NPR included a list of six myths, six “pointers” for dealing with this stuff as teachers offered by David Jobes, the head of Catholic University’s Suicide Prevention Lab. They are kind of standard issue, much like what we get in our “training,” but they are worth repeating here. Hell, they’re worth repeating everywhere. Here are some things to remember.

1) Be direct. People are often afraid to talk directly about suicide, as if saying it out loud is like calling Betelgeuse. Experts say no– just come out with it. Jobes suggests something as simple as “Sounds like you’re really down, have you thought about taking your life?”

2) Depression and suicide do not go together like love and marriage. The majority of depressed people don’t commit suicide.

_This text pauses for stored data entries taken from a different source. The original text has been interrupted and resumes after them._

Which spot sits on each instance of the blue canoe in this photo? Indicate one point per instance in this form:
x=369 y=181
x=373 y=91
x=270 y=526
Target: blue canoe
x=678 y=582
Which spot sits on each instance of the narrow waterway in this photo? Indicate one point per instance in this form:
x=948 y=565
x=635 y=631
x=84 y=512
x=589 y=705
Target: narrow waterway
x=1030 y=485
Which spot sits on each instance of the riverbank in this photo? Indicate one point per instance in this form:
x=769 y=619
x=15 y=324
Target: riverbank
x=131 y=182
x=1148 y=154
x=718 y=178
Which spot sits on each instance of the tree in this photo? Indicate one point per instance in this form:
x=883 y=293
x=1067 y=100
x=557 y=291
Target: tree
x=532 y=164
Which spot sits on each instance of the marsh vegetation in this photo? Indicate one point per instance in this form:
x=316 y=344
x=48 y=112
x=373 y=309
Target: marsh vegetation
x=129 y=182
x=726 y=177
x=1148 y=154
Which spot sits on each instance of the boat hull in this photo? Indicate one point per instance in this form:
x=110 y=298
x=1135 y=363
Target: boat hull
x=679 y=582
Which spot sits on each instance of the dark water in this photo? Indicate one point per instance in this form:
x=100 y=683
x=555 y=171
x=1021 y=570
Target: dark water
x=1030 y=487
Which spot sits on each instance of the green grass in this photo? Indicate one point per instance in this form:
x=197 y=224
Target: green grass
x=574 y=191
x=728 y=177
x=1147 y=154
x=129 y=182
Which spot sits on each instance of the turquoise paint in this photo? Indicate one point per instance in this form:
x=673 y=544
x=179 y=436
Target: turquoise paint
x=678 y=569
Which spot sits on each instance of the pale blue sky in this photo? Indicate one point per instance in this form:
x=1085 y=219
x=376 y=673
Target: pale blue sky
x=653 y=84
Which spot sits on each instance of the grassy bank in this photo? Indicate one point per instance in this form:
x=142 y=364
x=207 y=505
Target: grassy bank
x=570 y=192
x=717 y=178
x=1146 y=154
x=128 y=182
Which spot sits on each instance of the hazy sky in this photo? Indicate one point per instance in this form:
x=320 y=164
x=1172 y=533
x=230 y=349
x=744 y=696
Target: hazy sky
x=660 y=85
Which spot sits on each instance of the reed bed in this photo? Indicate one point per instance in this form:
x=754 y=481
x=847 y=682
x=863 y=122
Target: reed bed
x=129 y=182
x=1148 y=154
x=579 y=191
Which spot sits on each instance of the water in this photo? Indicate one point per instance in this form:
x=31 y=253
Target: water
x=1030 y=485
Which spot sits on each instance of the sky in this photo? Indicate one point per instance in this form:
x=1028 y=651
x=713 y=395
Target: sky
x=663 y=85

By Jobes’s count, maybe half the people who commit suicide are depressed. Other mental health issues can be a factor. Or not.

3) We can prevent suicides. This is hard to think about; nobody wants the deceased student’s friends telling themselves it’s their fault. It isn’t. There can be other signs like increased stress, insomnia, withdrawal. It’s tricky, because all the signs can also occur without being signs of suicidal thoughts, however if we look at the full picture, we can sometimes see what’s coming. If we pay attention and get involved, we can make a difference because–

4) Suicides do not always take place in an impulsive moment. It takes time for issues to build up that much pressure, and that can be followed by time to plan and prepare and, sometimes, drop hints like crazy about what the student has planned. They fantasize about it, collect information, drop hints to friends, make mention in class writings. They will generally not talk to parents, but to others– they often indicate what they have in mind.

5) We’ve now got suicides on the books by children as young as five, and it breaks my heart just to type that, but like many problems that are overlooked, one of the issues is that we don’t believe what we’re seeing even as we are looking directly at. If a small child is setting off signals and you’re telling yourself, “Well, it just can’t be because it just can’t– not with a kid that young.” Well, apparently, tragically, gut-wrenchingly, it can be.

6) Afterwards, your school needs small groups to talk and share, not a big auditorium assembly lecture.

There are many guidelines out there, and plenty of trained professionals, so get help when you need it. This is one of those issues that really shouldn’t be part of a teacher’s job, but we’re the ones who are there, with the students, and that makes it our job. Read up on this stuff. And then just pray that the day never comes in your career that you need to know any of it.